①イングリッシュオークション(価格つり上げ方式)』
②『ダッチオークション(価格下降式)』
①イングリッシュオークション
開始価格、リザーブ価格、オークション期間の設定が必要です。
リザーブ価格は、購入者には分からない最低落札価格になります。
②ダッチオークション
開始価格、終了価格、オークション期間の設定が必要です。
売り手が高めに設定した価格から順に値を下げてゆき、最初に買い手がついた値段で商品を売るオークションです。
>> 出品までの流れ
MetaMask(メタマスク)と接続した状態で、登録した作品ページに進んで右上のSell(売る)をクリックします。
出品設定ページが開きます。
1.出品方法
出品方法を選択します。
▶Fixed Price(固定価格出品)
▶Timed Auction(オークション出品)
ここでは、固定価格出品の場合で説明しています。
2.Set a Price
トークンの種類を選択し、販売価格を記入します。
3.Set a Duration
販売期間を設定してください。MAXは6ヶ月です。
4.Complete listing
上記内容を再確認し、間違いがなければクリックします。
OpenSea(オープンシー)に出品する際、初回のみガス代という手数料が必要になります。

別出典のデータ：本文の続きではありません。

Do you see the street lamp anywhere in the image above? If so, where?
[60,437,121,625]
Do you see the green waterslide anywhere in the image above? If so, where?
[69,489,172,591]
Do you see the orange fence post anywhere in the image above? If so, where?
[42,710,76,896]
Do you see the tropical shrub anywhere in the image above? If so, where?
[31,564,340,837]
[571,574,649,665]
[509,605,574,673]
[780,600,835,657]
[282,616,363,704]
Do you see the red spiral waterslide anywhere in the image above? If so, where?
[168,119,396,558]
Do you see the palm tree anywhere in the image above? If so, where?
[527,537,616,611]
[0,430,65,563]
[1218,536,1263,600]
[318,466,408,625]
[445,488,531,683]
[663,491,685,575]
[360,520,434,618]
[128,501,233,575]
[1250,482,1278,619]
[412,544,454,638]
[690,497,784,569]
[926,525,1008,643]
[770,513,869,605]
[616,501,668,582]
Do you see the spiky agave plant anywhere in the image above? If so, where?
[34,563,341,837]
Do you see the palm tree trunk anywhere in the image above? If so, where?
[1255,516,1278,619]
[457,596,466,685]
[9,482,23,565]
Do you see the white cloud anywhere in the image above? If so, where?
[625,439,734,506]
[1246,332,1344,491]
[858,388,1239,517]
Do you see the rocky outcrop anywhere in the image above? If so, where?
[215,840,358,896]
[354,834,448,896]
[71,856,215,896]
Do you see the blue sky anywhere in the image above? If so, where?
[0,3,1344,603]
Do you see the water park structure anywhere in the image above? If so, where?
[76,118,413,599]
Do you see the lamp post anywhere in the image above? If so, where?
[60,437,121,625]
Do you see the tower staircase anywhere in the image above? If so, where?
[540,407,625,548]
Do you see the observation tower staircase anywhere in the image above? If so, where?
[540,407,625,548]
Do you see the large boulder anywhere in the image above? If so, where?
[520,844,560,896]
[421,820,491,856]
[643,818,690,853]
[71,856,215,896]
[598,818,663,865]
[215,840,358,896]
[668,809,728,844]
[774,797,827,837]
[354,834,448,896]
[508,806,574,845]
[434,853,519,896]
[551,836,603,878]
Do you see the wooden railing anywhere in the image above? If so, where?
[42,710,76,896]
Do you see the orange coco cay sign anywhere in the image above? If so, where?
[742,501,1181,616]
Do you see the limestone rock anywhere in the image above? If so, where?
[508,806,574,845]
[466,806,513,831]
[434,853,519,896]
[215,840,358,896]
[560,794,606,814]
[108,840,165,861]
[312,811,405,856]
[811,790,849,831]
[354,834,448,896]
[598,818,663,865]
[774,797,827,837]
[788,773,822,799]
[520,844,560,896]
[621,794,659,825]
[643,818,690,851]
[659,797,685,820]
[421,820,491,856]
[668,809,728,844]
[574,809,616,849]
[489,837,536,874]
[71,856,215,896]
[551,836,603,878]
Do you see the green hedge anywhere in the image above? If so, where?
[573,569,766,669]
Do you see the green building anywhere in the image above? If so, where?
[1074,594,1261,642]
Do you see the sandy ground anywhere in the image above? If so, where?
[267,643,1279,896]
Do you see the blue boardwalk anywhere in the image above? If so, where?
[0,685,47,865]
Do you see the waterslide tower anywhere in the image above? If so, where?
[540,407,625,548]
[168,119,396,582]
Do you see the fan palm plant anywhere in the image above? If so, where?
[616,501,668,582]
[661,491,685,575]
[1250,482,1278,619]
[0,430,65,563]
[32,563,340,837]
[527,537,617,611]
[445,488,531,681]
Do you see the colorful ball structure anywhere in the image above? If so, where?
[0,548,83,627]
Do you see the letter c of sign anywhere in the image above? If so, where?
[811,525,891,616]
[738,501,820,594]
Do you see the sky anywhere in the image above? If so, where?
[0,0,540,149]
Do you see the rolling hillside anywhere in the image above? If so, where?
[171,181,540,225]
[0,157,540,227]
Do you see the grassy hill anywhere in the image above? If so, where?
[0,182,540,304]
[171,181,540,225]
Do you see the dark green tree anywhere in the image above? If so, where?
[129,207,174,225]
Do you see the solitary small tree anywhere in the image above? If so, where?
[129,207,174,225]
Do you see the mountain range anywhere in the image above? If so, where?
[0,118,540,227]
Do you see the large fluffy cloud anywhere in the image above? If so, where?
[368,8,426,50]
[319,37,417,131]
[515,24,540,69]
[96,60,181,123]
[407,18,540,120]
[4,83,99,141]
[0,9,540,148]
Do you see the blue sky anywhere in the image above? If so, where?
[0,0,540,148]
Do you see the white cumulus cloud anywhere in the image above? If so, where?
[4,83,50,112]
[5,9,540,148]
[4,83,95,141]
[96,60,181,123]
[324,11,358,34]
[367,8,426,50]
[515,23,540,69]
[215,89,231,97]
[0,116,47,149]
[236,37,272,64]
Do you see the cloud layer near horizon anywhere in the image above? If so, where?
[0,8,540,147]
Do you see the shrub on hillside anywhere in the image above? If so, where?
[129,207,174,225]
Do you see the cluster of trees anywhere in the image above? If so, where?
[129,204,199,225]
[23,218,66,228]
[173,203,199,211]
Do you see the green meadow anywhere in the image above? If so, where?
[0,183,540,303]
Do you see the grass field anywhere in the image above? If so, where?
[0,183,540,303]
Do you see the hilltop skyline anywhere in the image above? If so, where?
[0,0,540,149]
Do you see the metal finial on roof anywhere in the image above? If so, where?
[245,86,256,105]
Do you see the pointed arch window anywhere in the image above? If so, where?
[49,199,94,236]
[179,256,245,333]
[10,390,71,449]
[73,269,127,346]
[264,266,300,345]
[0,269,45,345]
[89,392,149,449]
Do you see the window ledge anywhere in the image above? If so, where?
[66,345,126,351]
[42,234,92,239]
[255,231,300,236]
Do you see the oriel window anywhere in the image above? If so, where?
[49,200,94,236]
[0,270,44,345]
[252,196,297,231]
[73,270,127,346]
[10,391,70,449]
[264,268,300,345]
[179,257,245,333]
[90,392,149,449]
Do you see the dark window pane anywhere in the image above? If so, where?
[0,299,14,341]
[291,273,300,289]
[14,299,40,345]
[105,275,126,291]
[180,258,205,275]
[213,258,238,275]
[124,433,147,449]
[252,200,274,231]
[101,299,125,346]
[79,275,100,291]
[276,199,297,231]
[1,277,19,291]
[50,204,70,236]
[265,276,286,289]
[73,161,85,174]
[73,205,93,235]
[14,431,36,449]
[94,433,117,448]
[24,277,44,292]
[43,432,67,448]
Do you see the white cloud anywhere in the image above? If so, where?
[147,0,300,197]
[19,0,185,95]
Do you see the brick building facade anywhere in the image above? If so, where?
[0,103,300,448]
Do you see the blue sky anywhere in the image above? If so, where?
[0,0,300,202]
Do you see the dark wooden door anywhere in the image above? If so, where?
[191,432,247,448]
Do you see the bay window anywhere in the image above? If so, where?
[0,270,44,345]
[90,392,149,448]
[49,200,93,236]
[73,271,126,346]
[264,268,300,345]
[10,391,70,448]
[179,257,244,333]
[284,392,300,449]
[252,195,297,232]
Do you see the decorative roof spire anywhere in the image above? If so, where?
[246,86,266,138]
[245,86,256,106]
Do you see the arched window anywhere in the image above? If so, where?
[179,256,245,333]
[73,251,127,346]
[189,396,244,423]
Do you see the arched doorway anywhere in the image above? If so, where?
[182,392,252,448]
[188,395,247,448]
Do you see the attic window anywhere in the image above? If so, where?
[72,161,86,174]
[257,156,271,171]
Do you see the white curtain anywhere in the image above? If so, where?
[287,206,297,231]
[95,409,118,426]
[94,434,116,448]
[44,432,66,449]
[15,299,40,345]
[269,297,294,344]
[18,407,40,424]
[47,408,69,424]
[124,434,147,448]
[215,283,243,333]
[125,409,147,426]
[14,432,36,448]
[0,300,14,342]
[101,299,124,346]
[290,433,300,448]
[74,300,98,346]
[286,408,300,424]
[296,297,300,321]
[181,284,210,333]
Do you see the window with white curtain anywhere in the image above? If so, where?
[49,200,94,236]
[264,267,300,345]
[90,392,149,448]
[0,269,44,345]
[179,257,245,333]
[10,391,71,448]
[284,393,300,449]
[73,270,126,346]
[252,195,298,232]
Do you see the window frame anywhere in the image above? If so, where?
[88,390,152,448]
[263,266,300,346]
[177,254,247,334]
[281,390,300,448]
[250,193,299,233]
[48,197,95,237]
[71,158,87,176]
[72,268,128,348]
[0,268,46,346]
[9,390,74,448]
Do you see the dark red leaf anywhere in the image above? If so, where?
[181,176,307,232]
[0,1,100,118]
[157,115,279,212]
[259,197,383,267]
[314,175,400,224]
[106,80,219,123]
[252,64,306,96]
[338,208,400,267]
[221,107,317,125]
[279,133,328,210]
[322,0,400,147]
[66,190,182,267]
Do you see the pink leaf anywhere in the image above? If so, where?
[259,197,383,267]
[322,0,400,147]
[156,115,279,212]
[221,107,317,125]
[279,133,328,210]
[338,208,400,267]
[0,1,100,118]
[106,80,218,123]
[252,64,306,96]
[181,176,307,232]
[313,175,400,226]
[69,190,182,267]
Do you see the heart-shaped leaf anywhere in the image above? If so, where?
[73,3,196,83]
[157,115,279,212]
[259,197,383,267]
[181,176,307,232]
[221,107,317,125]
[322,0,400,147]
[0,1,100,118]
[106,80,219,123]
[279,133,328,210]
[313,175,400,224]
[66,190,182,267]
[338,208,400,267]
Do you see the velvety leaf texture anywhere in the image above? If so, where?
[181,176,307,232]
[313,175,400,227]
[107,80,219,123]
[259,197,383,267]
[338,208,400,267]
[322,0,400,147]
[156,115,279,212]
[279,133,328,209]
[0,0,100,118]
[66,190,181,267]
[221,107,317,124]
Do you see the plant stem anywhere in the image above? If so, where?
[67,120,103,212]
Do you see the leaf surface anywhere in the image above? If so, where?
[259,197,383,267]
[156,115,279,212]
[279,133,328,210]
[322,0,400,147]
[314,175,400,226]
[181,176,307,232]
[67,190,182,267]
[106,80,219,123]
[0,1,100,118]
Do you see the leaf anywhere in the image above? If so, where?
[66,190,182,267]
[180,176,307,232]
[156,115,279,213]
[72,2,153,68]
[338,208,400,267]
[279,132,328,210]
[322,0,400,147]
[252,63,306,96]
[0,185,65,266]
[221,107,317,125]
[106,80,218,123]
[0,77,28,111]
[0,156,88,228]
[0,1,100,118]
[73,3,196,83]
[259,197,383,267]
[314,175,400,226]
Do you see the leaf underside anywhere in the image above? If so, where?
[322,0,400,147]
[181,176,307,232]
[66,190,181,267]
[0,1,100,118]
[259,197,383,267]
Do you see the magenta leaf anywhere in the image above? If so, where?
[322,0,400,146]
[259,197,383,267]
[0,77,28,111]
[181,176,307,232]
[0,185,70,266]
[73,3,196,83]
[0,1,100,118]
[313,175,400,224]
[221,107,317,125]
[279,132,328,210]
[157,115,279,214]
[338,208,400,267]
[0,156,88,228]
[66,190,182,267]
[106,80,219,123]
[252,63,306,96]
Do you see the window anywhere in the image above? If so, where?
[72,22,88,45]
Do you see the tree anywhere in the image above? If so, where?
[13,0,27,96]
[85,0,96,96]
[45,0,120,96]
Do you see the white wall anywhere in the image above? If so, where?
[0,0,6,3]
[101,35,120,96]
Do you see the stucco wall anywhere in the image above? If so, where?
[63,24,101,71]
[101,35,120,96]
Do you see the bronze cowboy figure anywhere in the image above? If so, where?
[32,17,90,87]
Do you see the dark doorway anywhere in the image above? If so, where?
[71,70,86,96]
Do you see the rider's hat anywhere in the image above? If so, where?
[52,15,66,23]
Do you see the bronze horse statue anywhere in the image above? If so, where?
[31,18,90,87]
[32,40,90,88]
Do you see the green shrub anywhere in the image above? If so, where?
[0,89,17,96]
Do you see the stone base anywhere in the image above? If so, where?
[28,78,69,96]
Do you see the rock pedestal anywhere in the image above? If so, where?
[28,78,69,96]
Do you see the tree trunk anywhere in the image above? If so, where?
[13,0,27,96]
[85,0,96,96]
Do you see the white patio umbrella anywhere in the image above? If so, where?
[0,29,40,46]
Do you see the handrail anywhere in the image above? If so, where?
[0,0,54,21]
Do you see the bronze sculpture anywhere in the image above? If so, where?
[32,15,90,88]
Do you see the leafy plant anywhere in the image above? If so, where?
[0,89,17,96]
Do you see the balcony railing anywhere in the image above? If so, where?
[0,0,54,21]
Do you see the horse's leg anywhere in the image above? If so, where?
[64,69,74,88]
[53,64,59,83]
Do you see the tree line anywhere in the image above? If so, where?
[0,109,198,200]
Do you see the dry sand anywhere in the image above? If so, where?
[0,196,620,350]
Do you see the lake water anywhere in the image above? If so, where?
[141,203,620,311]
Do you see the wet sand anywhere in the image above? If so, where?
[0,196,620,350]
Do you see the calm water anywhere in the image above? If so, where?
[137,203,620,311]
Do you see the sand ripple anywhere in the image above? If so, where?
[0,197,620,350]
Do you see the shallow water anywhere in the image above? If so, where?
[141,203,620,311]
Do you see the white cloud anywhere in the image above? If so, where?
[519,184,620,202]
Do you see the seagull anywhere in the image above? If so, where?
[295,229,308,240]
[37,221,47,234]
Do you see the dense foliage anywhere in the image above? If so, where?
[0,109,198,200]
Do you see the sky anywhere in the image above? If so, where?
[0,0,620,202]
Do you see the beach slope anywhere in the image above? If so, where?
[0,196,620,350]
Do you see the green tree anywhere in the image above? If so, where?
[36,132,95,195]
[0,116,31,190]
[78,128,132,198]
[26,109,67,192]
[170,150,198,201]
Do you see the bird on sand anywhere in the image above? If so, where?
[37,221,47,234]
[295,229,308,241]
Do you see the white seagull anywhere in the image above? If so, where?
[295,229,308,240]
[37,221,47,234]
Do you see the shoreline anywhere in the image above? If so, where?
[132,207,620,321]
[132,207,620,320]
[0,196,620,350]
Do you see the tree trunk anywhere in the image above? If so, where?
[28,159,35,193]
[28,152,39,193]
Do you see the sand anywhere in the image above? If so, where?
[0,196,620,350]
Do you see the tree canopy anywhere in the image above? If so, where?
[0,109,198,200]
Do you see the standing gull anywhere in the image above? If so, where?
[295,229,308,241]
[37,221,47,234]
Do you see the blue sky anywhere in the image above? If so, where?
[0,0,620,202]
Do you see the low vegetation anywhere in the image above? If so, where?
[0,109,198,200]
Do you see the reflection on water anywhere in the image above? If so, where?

ここでは詳しくはお伝えできませんが、以下は2回目以降の流れになります。
別ウインドウでMetaMask(メタマスク)が起動します。
MetaMask(メタマスク)が署名の要求をしてきますので、「署名」をクリックします。
上記ポップアップ画面が表示されれば、これで出品が完了です。
さて、ざっと流してきましたが、それでも結構なページボリュームになりましたね。
少し煩雑にも感じるかもしれませんが、一度流れを覚えてしまえば機械的にできることなので、もしNFTとして販売したい作品ある、もしくは作る予定があるなら、ぜひ挑戦してみてください。
まとめ
NFTについて、デジタルアートの世界とブロックチェーンとの関わり、そして実際の出品方法を見てきました。
NFTの歴史はまだまだ短く、広く浸透しているわけではない。
そんな中、ブロックチェーンの技術とアートの世界がどう融合するのか……。
出品の流れについては、私の経験を踏まえてお話させてもらいました。
是非、NFTアートを作って、出品してみてください。
投資の観点で購入するのもいいかもしれませんね。